Die mehrsprachige Monatszeitschrift «Der Kreis - Le Cercle - The Circle» für Schwule hat in den besten Zeiten einen weltweiten Abonnentenstand von 2000 Personen. Ab 1951 werden auch englischsprachige Beiträge publiziert, deren Inhalte einfacher der Zensur entgehen.

Repression

Homosexuellen-Register, Tanzverbote und Razzien

Obwohl homosexuelle Akte unter volljährigen Personen in der Schweiz seit 1942 entkriminalisiert sind, ist der Alltag von Homosexuellen deutlich von gesellschaftlicher Repression – vornehmlich gegen Schwule – geprägt. Demütigende Razzien sind in den 1960er Jahren traurige Realität. Die Polizei führt ein Homosexuellen-Register, dessen Existenz lange abgestritten wird. Per Gesetz verbieten die Zürcher Behörden ab 1960 Männern, zusammen zu tanzen. Das städtische Tanzverbot bedeutet auch das Aus für die Festanlässe mit internationaler Ausstrahlung im Neumarkt.

DER KREIS weicht in der Folge auf den nahegelegenen «Barfüsser» aus. Der bekannte Treffpunkt für Homosexuelle beiderlei Geschlechts ist im Mai 1956 von Albert und Ella Zimmermann eröffnet worden. Schon seit einiger Zeit pendelt das Publikum zwischen der ehemaligen «Eintracht» am Neumarkt und dem Lokal an der Brunngasse 15/Spitalgasse 14. Die Bar – von Beginn weg öffentlich zugänglich – wird mehrheitlich von Schwulen und Lesben, wohl auch von trans Menschen und einigen Heterosexuellen besucht.

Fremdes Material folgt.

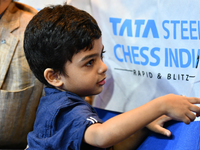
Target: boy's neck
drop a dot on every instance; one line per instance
(4, 4)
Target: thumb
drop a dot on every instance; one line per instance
(163, 131)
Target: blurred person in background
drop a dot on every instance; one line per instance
(20, 91)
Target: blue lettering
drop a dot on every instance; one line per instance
(163, 25)
(127, 53)
(192, 29)
(114, 22)
(175, 22)
(173, 57)
(115, 52)
(150, 26)
(157, 58)
(166, 57)
(126, 25)
(144, 56)
(133, 48)
(181, 51)
(138, 24)
(183, 29)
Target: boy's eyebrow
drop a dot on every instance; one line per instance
(91, 56)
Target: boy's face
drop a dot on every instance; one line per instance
(86, 73)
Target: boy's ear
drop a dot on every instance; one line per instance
(52, 77)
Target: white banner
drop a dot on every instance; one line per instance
(152, 49)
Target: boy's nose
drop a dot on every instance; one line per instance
(103, 68)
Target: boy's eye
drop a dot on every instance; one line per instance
(102, 54)
(90, 63)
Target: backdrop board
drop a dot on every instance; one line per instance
(152, 49)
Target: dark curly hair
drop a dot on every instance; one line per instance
(54, 35)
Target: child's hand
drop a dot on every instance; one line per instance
(181, 108)
(157, 125)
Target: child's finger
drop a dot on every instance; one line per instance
(195, 108)
(194, 100)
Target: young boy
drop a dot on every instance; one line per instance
(64, 49)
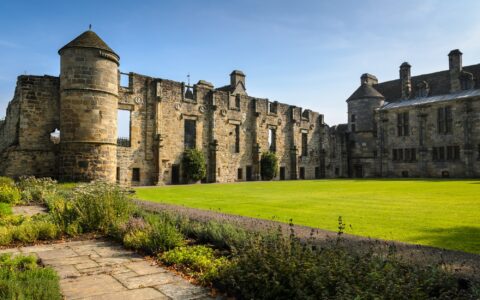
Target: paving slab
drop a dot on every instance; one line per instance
(100, 269)
(146, 294)
(88, 286)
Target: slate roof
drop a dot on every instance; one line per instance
(88, 39)
(432, 99)
(438, 82)
(365, 91)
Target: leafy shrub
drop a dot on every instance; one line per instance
(36, 190)
(6, 235)
(220, 235)
(27, 232)
(199, 261)
(5, 209)
(193, 165)
(268, 165)
(163, 234)
(9, 194)
(91, 207)
(6, 181)
(21, 278)
(47, 230)
(138, 240)
(279, 267)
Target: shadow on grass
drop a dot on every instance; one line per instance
(462, 238)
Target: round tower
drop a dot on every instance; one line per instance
(88, 109)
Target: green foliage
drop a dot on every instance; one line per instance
(221, 235)
(21, 278)
(279, 267)
(163, 234)
(268, 165)
(36, 190)
(9, 194)
(91, 207)
(199, 261)
(6, 181)
(27, 232)
(193, 165)
(423, 211)
(6, 235)
(47, 230)
(5, 209)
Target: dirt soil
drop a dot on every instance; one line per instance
(462, 264)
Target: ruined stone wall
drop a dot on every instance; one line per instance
(140, 99)
(25, 144)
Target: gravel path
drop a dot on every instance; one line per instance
(463, 264)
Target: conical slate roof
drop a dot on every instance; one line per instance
(365, 91)
(88, 39)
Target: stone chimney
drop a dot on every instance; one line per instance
(235, 77)
(455, 69)
(405, 78)
(368, 79)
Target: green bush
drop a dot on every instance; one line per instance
(138, 240)
(21, 278)
(47, 230)
(9, 194)
(27, 232)
(278, 267)
(268, 165)
(163, 234)
(193, 165)
(93, 207)
(220, 235)
(199, 261)
(6, 181)
(6, 235)
(36, 190)
(5, 209)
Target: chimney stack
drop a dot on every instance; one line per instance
(405, 78)
(368, 79)
(455, 69)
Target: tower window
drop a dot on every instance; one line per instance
(403, 124)
(444, 120)
(237, 101)
(190, 134)
(237, 138)
(304, 144)
(124, 125)
(272, 139)
(136, 174)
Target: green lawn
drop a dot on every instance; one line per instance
(440, 213)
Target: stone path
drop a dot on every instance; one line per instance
(100, 269)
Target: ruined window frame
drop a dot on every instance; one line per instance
(190, 137)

2014 wird die Geschichte der Schweizer Schwulenorganisation verfilmt. «Der Kreis» wird mehrfach ausgezeichnet und erfährt weltweite Beachtung.

Politisierung

Schwule und Lesben in den Neuen Sozialen Bewegungen

In der Folge der 68er Bewegung organisieren sich vor allem junge linke Schwule und Lesben in den Neuen Sozialen Bewegungen. Sie gründen Organisationen wie die HAZ (Homosexuelle Arbeitsgruppen Zürich), die seit 1972 für die Achtung der Grund- und Menschenrechte und die rechtliche Gleichstellung von Schwulen und Lesben einstehen.

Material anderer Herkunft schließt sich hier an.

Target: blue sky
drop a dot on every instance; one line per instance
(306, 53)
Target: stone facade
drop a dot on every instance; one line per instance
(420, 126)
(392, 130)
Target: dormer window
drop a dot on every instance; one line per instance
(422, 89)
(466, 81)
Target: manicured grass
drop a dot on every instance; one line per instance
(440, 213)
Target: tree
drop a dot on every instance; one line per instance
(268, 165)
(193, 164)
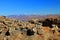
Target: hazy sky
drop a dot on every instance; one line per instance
(29, 7)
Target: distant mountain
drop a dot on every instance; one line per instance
(28, 17)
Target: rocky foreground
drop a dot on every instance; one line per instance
(12, 29)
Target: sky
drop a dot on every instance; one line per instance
(29, 7)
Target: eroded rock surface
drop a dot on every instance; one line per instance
(12, 29)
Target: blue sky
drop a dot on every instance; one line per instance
(29, 7)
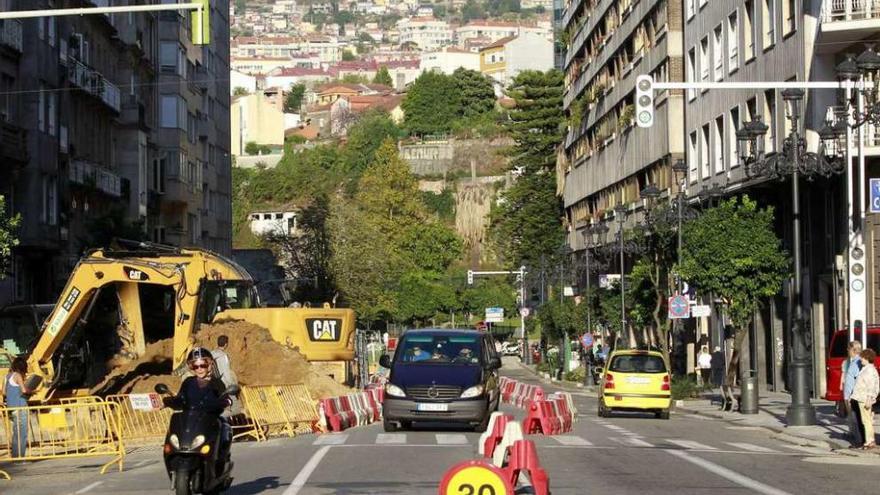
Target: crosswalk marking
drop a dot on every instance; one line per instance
(632, 442)
(572, 440)
(331, 439)
(394, 438)
(689, 444)
(451, 439)
(750, 447)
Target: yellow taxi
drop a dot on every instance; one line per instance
(635, 380)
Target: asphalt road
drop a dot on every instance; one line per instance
(628, 453)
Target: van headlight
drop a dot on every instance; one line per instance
(197, 442)
(472, 392)
(394, 390)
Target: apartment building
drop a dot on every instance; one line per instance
(83, 113)
(426, 33)
(606, 161)
(779, 40)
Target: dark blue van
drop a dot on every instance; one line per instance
(441, 376)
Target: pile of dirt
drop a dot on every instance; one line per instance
(255, 357)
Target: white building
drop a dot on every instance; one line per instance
(426, 32)
(273, 223)
(448, 60)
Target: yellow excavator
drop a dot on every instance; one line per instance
(116, 302)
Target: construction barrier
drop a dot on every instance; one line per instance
(74, 429)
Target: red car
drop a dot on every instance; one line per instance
(837, 354)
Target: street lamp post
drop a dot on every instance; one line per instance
(794, 160)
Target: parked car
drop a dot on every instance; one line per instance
(441, 375)
(837, 354)
(636, 380)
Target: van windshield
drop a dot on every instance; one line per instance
(464, 350)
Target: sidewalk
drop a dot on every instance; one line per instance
(830, 431)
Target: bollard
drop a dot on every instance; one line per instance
(748, 399)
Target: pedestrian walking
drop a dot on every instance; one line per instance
(704, 366)
(851, 367)
(223, 370)
(15, 390)
(864, 396)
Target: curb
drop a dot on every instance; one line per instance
(784, 434)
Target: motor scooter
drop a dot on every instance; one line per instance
(193, 451)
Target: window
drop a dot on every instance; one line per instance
(717, 54)
(770, 120)
(691, 71)
(733, 126)
(749, 29)
(704, 152)
(789, 22)
(768, 23)
(732, 42)
(692, 156)
(718, 145)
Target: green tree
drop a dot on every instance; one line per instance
(734, 253)
(476, 92)
(294, 97)
(431, 104)
(9, 225)
(383, 77)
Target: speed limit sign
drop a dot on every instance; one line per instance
(475, 478)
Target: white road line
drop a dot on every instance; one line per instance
(572, 440)
(331, 439)
(89, 488)
(395, 438)
(303, 476)
(750, 447)
(689, 444)
(753, 485)
(451, 439)
(632, 442)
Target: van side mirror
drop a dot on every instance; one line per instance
(385, 361)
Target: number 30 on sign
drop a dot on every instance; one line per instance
(475, 478)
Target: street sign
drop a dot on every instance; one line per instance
(679, 307)
(494, 315)
(587, 340)
(875, 195)
(477, 478)
(700, 310)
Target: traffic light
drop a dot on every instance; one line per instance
(645, 101)
(201, 23)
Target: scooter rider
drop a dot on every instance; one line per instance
(204, 392)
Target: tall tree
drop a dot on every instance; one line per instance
(734, 253)
(527, 221)
(477, 93)
(431, 104)
(294, 97)
(383, 77)
(9, 225)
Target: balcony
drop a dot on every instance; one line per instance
(92, 82)
(842, 19)
(10, 34)
(13, 142)
(92, 175)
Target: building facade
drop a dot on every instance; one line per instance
(85, 106)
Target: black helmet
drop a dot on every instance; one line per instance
(198, 353)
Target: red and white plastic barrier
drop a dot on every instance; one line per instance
(347, 411)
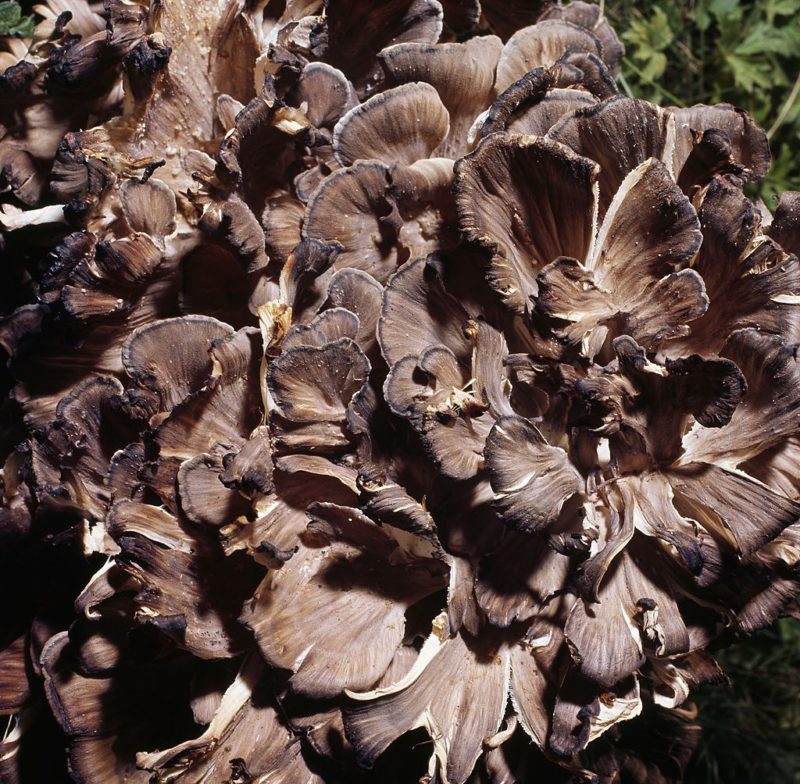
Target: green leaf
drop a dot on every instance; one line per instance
(12, 22)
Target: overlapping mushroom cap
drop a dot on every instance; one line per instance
(372, 383)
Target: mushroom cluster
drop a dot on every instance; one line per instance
(389, 398)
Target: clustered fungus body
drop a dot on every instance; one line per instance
(389, 398)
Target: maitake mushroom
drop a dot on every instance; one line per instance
(389, 397)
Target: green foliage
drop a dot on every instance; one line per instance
(751, 728)
(12, 22)
(745, 52)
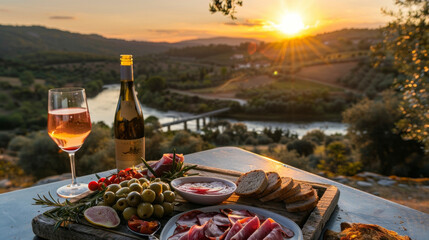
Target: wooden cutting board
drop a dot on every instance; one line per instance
(311, 222)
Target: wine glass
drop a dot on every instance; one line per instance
(69, 124)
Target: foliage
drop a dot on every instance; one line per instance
(337, 162)
(407, 40)
(371, 129)
(226, 7)
(302, 147)
(26, 78)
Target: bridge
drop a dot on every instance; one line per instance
(195, 117)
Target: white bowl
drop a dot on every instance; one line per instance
(203, 199)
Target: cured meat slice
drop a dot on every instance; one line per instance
(197, 232)
(247, 230)
(188, 219)
(212, 231)
(179, 236)
(205, 217)
(181, 228)
(233, 230)
(275, 234)
(263, 230)
(221, 220)
(164, 164)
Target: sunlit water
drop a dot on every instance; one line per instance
(103, 107)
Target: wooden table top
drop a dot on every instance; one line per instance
(354, 205)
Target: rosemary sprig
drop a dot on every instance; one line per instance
(65, 212)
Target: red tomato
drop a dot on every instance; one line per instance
(93, 186)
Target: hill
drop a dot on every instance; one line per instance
(22, 40)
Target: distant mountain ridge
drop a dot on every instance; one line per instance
(21, 40)
(18, 41)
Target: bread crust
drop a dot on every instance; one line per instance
(287, 184)
(258, 189)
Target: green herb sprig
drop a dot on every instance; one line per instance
(67, 211)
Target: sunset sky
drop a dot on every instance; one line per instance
(176, 20)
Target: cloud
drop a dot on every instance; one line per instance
(62, 17)
(247, 23)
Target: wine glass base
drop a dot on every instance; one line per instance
(71, 191)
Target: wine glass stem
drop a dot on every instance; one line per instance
(73, 168)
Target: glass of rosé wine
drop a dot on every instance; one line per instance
(68, 125)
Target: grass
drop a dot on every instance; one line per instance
(301, 84)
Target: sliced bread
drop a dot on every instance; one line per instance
(274, 182)
(305, 192)
(251, 183)
(286, 185)
(301, 206)
(293, 190)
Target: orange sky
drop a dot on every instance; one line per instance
(171, 21)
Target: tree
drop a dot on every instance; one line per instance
(407, 40)
(371, 125)
(226, 7)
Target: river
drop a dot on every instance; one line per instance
(102, 108)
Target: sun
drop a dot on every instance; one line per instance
(291, 24)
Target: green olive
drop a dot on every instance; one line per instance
(113, 187)
(169, 196)
(165, 186)
(129, 212)
(159, 198)
(133, 199)
(168, 208)
(121, 204)
(156, 187)
(123, 192)
(124, 183)
(136, 187)
(133, 180)
(109, 198)
(145, 210)
(143, 180)
(158, 211)
(148, 195)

1993 wird in Bern mit Pink Cross eine umfassende Dachorganisation für Schwule in der Schweiz gegründet, in die unter anderen die SOH (Schweizerische Organisation der Homophilen) – eine Nachfolgeorganisation des KREIS – überführt wird.

Mit dem Engagement von Lesben in der neuen Frauenbefreiungsbewegung FBB steht der Zwang zur Heterosexualität auch in feministischen Kreisen zur Debatte. Im Frauenzentrum entstehen Kultur- und Beratungsangebote, die sich direkt an Lesben richten, und in der FrauenLesbenBewegung werden eigene gleichheitspolitische Forderungen gestellt. Zunehmend besteht das Bedürfnis nach einer eigenen Organisation, die die verschiedenen lokalen Gruppen einbindet. Schliesslich wird 1989 die Lesbenorganisation Schweiz LOS (Organisation Suisse des Lesbiennes OSL) in Bern als Verein gegründet.

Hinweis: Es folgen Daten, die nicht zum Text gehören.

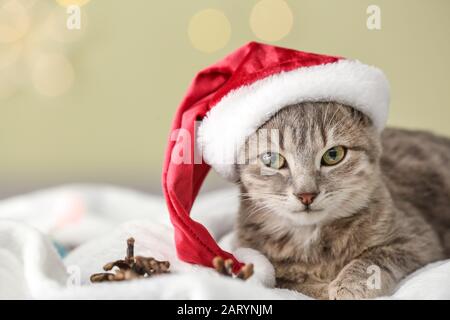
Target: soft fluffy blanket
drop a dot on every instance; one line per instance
(91, 224)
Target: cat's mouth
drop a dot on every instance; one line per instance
(307, 210)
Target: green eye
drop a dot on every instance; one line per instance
(273, 160)
(333, 156)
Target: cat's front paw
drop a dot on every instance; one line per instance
(346, 290)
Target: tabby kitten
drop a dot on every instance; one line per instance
(331, 212)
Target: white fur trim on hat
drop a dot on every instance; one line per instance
(242, 111)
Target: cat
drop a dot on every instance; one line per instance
(340, 210)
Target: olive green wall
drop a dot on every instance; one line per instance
(135, 59)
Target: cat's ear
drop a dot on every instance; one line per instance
(360, 118)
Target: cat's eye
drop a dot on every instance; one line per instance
(333, 156)
(273, 160)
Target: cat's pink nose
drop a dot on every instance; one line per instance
(306, 198)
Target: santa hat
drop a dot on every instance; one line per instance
(234, 97)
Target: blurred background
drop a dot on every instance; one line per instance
(93, 102)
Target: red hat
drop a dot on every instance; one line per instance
(234, 97)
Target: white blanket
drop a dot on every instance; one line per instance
(97, 220)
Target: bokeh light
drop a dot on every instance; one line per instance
(271, 20)
(209, 30)
(52, 74)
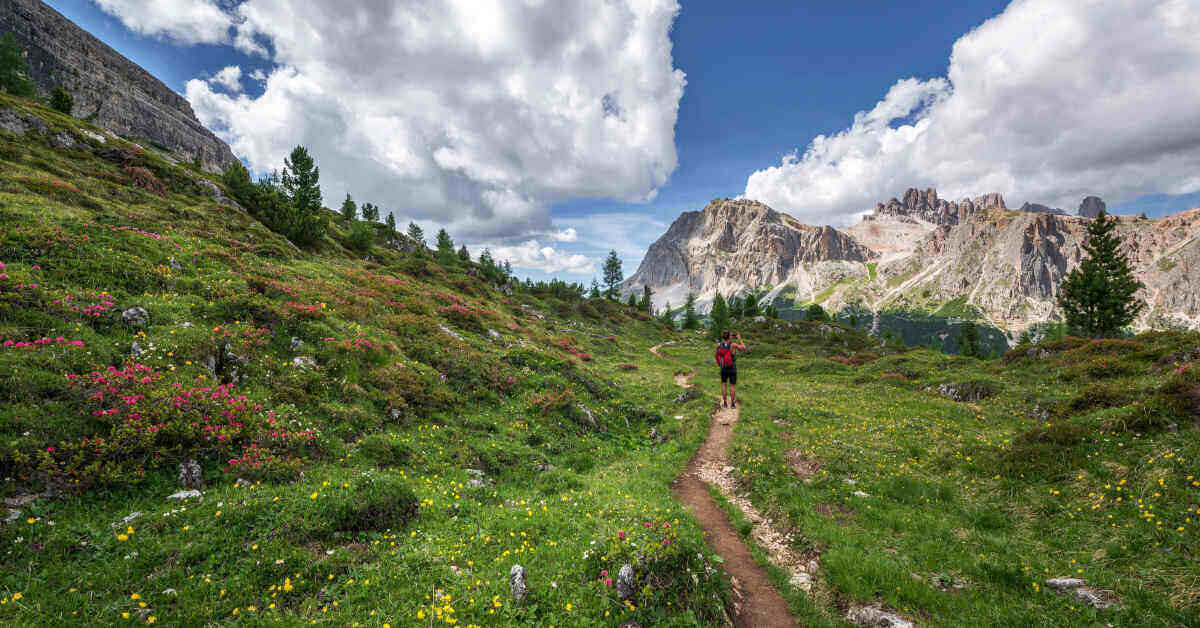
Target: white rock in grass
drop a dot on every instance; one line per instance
(517, 581)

Transgender organisieren sich

Geschlechtsidentität und sexuelle Orientierung haben nichts miteinander zu tun: Es gibt schwule, lesbische, bi-, pan und heterosexuelle trans Menschen. Aber es ist anzunehmen, dass sowohl männliche wie weibliche trans Menschen sich in der Vergangenheit in homosexuellen Kreisen bewegten und als Homosexuelle geächtet wurden, da Trans noch nicht thematisiert wurde.

Erste Selbsthilfegruppen von trans Menschen, vor allem trans Frauen, wurden in den 1980er-Jahren gegründet. Die Vernetzung der Gruppen führte 2010 zur Gründung des Vereins Transgender Network Switzerland (TGNS), der ersten nationalen Lobbyorganisation von und für trans Menschen. Trans Menschen meint alle Menschen, die sich mit dem Geschlecht, das ihnen bei der Geburt zugewiesen wurde, nicht identifizieren können. TGNS bietet trans Menschen die Möglichkeit, ihre Interessen eigenständig wahrzunehmen und nicht in den bestehenden Homosexuellenorganisationen subsumiert zu werden.